In the news

October 16, 1998

Baron Neill of Bladen of Briantspuddle in Dorset, 72, has the kind of background which gives him the confidence to put the Prime Minister right on his first day in a new job.

His reputation as "sleazebuster", reinforced this week in a tough report on political party funding, was forged last November, a day into his job as chairman of the committee on standards in public life.

He told Tony Blair to give Formula One chief executive Bernie Ecclestone's donation to the Labour Party back to him, before knowing it was as much as Pounds 1 million.

Son of the late Sir Thomas Neill, JP and younger brother of Sir Brian Neill, former Lord Justice of Appeal, he was warden of All Souls College, Oxford, for 14 years. During that time he also served for periods as vice-chancellor of Oxford University, chairman of the Press Council, head of the inquiry into regulation at Lloyd's of London, chairman of the council for the securities industry and as a director of Times Newspaper Holdings.
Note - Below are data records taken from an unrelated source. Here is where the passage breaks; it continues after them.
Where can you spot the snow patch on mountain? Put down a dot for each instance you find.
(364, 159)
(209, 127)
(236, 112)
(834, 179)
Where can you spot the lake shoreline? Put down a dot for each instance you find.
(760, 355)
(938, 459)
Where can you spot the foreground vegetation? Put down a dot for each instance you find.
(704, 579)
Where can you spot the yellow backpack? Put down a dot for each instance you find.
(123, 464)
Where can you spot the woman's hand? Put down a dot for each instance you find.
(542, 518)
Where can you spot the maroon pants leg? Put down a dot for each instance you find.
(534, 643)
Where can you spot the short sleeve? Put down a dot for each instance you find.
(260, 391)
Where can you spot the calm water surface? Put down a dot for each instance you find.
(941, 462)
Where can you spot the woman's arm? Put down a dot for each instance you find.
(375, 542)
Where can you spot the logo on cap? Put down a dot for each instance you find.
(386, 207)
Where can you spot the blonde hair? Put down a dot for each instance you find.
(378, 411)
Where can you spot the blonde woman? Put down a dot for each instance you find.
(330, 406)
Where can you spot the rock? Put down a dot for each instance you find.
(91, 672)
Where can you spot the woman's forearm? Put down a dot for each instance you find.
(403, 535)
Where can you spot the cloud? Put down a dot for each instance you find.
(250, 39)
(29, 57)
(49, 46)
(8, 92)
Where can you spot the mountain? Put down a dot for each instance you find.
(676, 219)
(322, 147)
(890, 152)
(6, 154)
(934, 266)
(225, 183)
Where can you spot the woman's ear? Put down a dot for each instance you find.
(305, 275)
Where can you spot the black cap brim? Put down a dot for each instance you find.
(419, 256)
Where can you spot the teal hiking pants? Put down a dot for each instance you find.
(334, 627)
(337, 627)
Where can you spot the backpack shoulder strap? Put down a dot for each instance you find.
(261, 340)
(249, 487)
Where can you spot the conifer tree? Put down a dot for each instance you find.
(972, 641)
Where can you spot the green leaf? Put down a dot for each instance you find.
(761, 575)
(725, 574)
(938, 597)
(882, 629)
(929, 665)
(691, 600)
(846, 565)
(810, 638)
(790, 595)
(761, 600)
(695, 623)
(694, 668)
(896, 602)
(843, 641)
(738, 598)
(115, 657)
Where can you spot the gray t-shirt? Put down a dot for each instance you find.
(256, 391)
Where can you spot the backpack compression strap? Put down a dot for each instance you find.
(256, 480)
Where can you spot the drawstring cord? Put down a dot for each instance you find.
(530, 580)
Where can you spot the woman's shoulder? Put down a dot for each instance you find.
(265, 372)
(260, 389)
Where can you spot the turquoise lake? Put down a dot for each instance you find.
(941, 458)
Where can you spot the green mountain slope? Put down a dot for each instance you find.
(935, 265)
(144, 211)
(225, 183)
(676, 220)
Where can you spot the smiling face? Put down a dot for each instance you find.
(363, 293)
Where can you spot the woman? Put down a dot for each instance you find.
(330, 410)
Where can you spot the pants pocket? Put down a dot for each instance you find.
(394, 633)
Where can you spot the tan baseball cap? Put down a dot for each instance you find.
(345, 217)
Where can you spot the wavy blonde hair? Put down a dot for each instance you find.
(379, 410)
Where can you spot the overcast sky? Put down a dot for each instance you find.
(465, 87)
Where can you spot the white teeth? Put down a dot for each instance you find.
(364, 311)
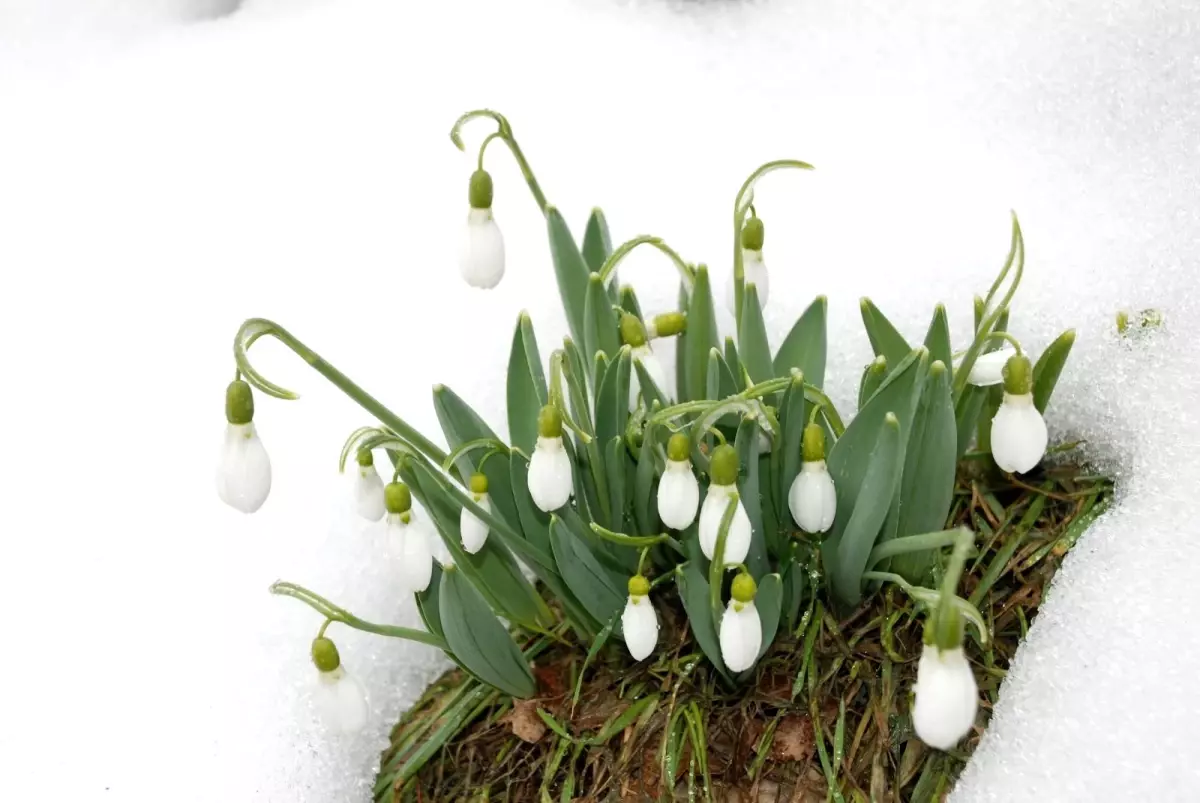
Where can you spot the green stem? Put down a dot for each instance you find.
(504, 131)
(915, 544)
(623, 250)
(256, 328)
(739, 213)
(335, 613)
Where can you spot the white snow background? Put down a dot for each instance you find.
(163, 178)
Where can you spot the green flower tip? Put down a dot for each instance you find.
(724, 467)
(813, 443)
(397, 497)
(239, 402)
(480, 192)
(633, 333)
(743, 588)
(1018, 375)
(550, 423)
(678, 448)
(324, 654)
(753, 234)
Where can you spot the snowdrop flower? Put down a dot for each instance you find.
(244, 471)
(408, 539)
(340, 697)
(471, 527)
(947, 696)
(989, 369)
(754, 269)
(550, 468)
(813, 498)
(639, 621)
(678, 487)
(741, 625)
(724, 474)
(633, 334)
(1019, 435)
(369, 487)
(481, 256)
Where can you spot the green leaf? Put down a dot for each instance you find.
(612, 401)
(600, 331)
(570, 269)
(694, 593)
(869, 513)
(526, 385)
(937, 340)
(851, 456)
(701, 335)
(793, 418)
(747, 444)
(804, 347)
(1049, 366)
(769, 601)
(753, 339)
(927, 486)
(479, 641)
(427, 604)
(600, 589)
(885, 337)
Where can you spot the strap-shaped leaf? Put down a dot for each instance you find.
(694, 593)
(478, 639)
(747, 444)
(755, 349)
(701, 334)
(885, 337)
(600, 589)
(869, 514)
(804, 347)
(570, 270)
(769, 601)
(526, 389)
(1049, 366)
(599, 319)
(927, 486)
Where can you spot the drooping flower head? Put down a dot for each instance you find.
(639, 621)
(723, 473)
(340, 699)
(678, 487)
(813, 498)
(550, 467)
(244, 471)
(481, 256)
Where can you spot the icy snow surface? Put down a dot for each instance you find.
(161, 181)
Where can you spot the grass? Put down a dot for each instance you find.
(825, 719)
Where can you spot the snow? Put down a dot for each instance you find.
(167, 174)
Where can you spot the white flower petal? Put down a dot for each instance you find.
(813, 498)
(1019, 436)
(737, 541)
(473, 529)
(481, 256)
(550, 474)
(244, 469)
(341, 701)
(741, 636)
(946, 697)
(988, 369)
(678, 495)
(369, 499)
(640, 625)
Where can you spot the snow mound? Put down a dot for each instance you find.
(293, 162)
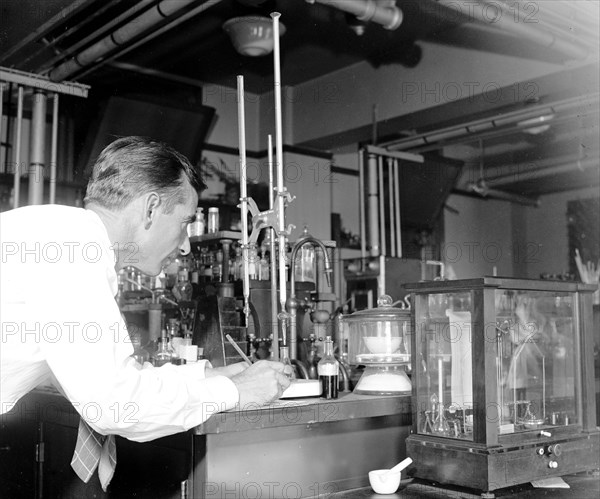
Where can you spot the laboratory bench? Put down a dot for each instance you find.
(291, 448)
(581, 486)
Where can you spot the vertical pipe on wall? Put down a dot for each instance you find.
(391, 207)
(373, 205)
(17, 148)
(383, 248)
(37, 147)
(54, 150)
(397, 205)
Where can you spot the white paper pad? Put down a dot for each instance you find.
(302, 388)
(554, 482)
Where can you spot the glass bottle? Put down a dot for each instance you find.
(305, 260)
(264, 266)
(175, 338)
(217, 268)
(328, 370)
(196, 228)
(183, 289)
(164, 353)
(284, 358)
(140, 354)
(252, 261)
(238, 264)
(213, 220)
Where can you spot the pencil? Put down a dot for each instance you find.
(238, 349)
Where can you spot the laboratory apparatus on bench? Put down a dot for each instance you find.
(503, 381)
(379, 339)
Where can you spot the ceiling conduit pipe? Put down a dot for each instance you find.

Father of six children with his wife Caroline, who is a member of another legal family, the Debenhams, and distant descendant of Joseph Chamberlain, he has been described as a "wise old bird" and "a man with bottom".

Baron Neill was a prime mover in making the Oxford and Cambridge Club admit women. He also allowed women to become fellows of All Souls.

He went to Highgate School, served as a captain in the rifle brigade during the war and later went to Magdalen College, Oxford, where he took a first. He became a Prize Fellow of All Souls by examination, maintaining links with All Souls while practising at the bar and taking silk in 1966.

Baron Neill is opposed to European Union. He was angered by Oxford dons' failure to grant Margaret Thatcher an honorary doctorate.

A regular church attender, he is also interested in forestry and is a keen piano-player.